Here is the complete text of my review of Sunday afternoon's recital. An edited version appears in today's Chicago Sun-Times.
Pianist Alfred Brendel has been before the public for so long -- sixty years to be exact -- that it is hard to recall not having heard him.
And Chicago, first at Grant Park in 1966, and then at Orchestra Hall from 1970, in both concerts with the Chicago Symphony Orchestra and in solo recital, has been a regular stop for the Austrian master on his annual international tours. So there are many, including this writer, who quite literally grew up with Brendel’s playing and had much of the central repertoire introduced to us by his performances.
Avoiding celebrity, eschewing flash on or offtsage, we sometimes think of Brendel as much for what he did not do as for what he did, such has been his reserve, his almost interior way of playing, the delicacy of his technique.
A gifted writer, speaker and comic poet, Brendel announced in November that 2008 would be his last year of playing the piano in public. Quitting the stage while still in great form -- a healthy, slender, and spirited 77 -- is just another example of how Brendel has always done just what he chooses to do.
For his final appearance in Chicago on Sunday he played key works of great subtlety by his four composer gods of classical Vienna -- Haydn, Mozart, Beethoven, and Schubert. Other pianists might probe these works for deep spirituality or emotion or tease out emphases of odd rhythms. Brendel instead plays them as he hears them and as he imagines that their authors themselves heard them -- clear expressions of direct lines, made mobile, regardless of complexity, by an animating, forward-moving spirit.
Could Haydn’s 1793 F minor Variations have danced more?

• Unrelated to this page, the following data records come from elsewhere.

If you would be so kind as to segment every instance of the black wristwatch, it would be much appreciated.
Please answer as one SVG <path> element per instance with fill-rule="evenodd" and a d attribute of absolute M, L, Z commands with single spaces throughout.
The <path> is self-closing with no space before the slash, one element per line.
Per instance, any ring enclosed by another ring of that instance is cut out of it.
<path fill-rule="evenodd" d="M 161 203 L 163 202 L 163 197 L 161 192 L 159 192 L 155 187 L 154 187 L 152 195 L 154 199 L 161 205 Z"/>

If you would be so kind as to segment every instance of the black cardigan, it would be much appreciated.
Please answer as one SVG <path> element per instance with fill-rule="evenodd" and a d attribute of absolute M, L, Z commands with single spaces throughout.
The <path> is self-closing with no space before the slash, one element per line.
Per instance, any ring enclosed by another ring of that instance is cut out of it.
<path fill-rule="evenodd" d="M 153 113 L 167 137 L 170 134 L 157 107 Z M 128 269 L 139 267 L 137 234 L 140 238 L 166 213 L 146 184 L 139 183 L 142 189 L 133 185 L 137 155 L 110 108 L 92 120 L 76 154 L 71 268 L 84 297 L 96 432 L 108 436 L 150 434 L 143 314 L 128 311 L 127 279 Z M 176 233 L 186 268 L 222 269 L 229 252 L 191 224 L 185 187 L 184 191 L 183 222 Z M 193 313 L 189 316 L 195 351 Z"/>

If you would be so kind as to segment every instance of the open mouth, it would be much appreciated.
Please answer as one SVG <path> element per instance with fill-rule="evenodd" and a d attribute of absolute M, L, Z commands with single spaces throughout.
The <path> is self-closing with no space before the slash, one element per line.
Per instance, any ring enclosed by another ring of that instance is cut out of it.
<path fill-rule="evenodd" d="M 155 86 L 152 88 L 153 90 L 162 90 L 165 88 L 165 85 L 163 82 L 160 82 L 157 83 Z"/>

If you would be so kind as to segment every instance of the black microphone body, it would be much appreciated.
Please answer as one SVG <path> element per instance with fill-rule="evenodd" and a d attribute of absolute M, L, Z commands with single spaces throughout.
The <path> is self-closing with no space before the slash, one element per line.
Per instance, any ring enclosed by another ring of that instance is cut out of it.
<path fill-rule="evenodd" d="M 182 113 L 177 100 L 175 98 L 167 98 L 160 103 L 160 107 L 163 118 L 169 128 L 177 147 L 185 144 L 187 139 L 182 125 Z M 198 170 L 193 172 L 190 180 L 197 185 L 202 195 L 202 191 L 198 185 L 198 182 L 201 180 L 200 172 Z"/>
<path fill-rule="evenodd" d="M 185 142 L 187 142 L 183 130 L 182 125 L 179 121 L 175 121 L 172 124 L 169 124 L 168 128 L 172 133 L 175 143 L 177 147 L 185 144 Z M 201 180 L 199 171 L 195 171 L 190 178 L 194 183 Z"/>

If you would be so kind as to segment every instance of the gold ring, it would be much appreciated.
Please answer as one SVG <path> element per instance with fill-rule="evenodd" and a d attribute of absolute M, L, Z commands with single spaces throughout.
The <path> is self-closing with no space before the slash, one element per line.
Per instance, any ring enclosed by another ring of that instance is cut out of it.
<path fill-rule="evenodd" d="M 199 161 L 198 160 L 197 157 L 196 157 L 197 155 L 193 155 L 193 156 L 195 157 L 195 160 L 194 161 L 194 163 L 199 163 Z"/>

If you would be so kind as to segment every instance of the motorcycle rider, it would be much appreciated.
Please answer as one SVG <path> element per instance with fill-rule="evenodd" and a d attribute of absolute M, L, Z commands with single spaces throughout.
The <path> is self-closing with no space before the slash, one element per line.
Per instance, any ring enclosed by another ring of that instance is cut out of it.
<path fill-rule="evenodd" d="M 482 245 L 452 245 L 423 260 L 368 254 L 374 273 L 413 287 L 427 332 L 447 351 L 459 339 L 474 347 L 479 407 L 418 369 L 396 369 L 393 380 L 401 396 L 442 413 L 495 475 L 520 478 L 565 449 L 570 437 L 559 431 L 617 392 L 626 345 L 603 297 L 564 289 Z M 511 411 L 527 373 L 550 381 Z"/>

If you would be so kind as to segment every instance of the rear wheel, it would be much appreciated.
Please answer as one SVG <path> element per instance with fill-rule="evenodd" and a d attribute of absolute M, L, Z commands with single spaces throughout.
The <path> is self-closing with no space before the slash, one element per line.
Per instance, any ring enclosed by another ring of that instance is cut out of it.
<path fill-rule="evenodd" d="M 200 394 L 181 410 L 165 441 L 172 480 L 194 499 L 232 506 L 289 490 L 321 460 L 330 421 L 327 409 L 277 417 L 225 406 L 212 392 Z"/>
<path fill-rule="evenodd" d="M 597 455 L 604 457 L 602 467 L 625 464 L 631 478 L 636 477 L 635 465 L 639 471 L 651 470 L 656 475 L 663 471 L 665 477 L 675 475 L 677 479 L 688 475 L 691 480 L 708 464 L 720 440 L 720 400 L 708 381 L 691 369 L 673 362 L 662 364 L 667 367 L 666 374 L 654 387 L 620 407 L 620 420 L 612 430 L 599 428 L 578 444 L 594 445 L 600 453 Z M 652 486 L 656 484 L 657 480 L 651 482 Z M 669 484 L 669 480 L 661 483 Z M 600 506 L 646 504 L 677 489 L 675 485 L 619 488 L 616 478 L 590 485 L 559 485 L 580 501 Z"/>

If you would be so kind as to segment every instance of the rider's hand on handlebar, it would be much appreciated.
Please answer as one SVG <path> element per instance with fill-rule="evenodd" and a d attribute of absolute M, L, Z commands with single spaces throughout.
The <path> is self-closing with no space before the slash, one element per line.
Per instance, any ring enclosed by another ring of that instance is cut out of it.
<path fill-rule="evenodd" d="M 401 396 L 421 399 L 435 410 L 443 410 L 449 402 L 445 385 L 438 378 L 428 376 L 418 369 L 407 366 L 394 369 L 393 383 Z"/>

Did Mozart’s F Major Sonata, K. 533/K. 494 of 1788 sound simpler than we thought it was? Did Beethoven’s 1801 E-flat Major Sonata, Op. 27, No. 1, “Quasi una fantasia,” sound more logical than a fantasy? Perhaps. But could one doubt the knowledge, the naturalness, the lifetime of turning technical difficulties into flowing lines and inevitable chords? No.
Even in Schubert’s great final sonata, the B-Flat Major, D. 960, from his last year, 1828, Brendel seemed to be saying, "Let others turn this into Sturm und Drang or act as if the music is transporting them. I want to give you Schubert qua Schubert."
Encores framed the Viennese with the slow movement from Bach’s 1735 Italian Concerto and a beautiful valedictory of “Au Lac De Wallenstadt,” revised 1855, ethereal music from the “Switzerland” volume of Liszt’s “Years of Pilgrimage,” music that Brendel has long owned.
What we admire most about Brendel was and is his demonstration that an artist can do things his own way, can trust his own instincts, meet his own standards, stick to his own beliefs, and still have a great success. Sixty years of constancy with no shadows of egotism, scandal, crisis, or pompousness. What a run.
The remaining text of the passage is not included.